Una lente a contatto smart, priva di batteria, è in grado di monitorare in modo continuo la pressione intraoculare e rilasciare farmaci per il trattamento del glaucoma in tempo reale. È quanto emerge da uno studio coordinato da Yuting Cai e pubblicato su Science Translational Medicine, che apre nuove prospettive per lo sviluppo di tecnologie personalizzate dedicate alle malattie oculari. Il dispositivo, già testato su conigli e su modelli oculari ex vivo, rappresenta un passo avanti rispetto alle precedenti soluzioni elettroniche, spesso meno pratiche e poco confortevoli.
Nuove possibilità nella lotta al glaucoma
I ricercatori hanno realizzato una lente completamente polimerica, definita “all-polymer theranostic smart contact lens”, progettata per essere leggera, flessibile e adatta all’uso quotidiano. Al suo interno è integrato un sensore microfluidico in grado di rilevare le variazioni della pressione intraoculare, uno dei principali fattori di rischio modificabili per il glaucoma.
Quando la pressione supera determinate soglie, la lente è in grado di rilasciare automaticamente principi attivi già utilizzati in clinica, come timololo o brimonidina, direttamente sulla superficie oculare. Un elemento innovativo del sistema è una struttura biomimetica in seta, che aumenta la sensibilità del sensore e consente un monitoraggio costante e preciso. A differenza dei metodi attuali, basati su controlli periodici in ambulatorio anche ogni 6-12 mesi, questa tecnologia permette una sorveglianza continua e un intervento terapeutico immediato.
Una possibile svolta nella gestione del glaucoma
Secondo gli autori, questa innovazione potrebbe rivoluzionare la gestione del glaucoma, una malattia che si stima possa colpire circa 134 milioni di persone nel mondo entro il 2040. Sebbene non esista ancora una cura definitiva, la diagnosi precoce e il controllo costante della pressione oculare restano fondamentali per rallentare la progressione della perdita visiva.

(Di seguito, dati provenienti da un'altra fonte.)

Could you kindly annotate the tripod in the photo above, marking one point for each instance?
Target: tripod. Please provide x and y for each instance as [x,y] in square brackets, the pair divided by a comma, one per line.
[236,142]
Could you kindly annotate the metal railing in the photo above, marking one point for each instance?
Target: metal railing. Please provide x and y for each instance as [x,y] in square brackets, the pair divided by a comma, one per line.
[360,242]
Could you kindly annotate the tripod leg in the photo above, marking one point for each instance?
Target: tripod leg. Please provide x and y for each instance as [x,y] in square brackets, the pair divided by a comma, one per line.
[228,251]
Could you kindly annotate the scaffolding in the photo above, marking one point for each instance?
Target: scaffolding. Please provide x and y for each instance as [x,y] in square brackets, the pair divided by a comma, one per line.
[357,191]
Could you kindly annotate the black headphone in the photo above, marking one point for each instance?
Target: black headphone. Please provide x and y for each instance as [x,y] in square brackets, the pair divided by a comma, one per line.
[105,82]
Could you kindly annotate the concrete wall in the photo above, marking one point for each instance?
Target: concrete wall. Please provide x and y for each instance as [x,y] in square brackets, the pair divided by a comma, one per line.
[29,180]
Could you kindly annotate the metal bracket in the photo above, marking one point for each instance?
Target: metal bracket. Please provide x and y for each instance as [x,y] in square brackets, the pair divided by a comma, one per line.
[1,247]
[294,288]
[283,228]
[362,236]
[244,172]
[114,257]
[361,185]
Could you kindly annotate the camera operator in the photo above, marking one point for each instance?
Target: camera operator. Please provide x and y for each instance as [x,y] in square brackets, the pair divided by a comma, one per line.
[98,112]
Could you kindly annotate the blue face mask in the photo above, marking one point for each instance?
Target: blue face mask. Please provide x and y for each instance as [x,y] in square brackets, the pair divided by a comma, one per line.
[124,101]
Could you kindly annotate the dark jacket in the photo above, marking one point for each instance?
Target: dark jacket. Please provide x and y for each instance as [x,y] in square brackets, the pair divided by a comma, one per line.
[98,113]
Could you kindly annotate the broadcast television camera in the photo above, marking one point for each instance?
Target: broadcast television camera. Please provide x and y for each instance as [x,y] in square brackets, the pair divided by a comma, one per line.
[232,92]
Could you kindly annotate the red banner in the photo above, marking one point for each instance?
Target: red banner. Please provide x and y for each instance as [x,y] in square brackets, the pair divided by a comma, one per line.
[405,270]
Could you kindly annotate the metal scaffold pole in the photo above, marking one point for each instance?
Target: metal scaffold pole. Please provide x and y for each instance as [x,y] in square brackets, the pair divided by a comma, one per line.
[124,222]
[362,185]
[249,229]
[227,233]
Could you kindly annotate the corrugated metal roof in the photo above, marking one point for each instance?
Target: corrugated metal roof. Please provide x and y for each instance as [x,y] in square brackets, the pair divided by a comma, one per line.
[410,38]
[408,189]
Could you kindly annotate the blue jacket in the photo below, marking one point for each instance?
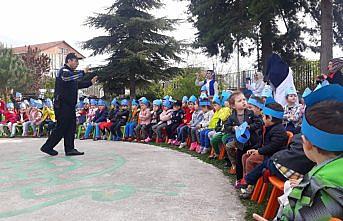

La lente non richiede batterie né componenti elettroniche rigide, riducendo così i rischi e aumentando il comfort per il paziente. Inoltre, la piattaforma potrebbe essere adattata ad altre applicazioni oftalmologiche, trasformando le lenti a contatto in veri e propri sistemi di “farmacia su richiesta”. Gli autori evidenziano come questo lavoro possa rappresentare la base per una nuova generazione di dispositivi medici indossabili, capaci di unire diagnosi e terapia in un unico strumento, secondo il paradigma dei cosiddetti “theranostics”.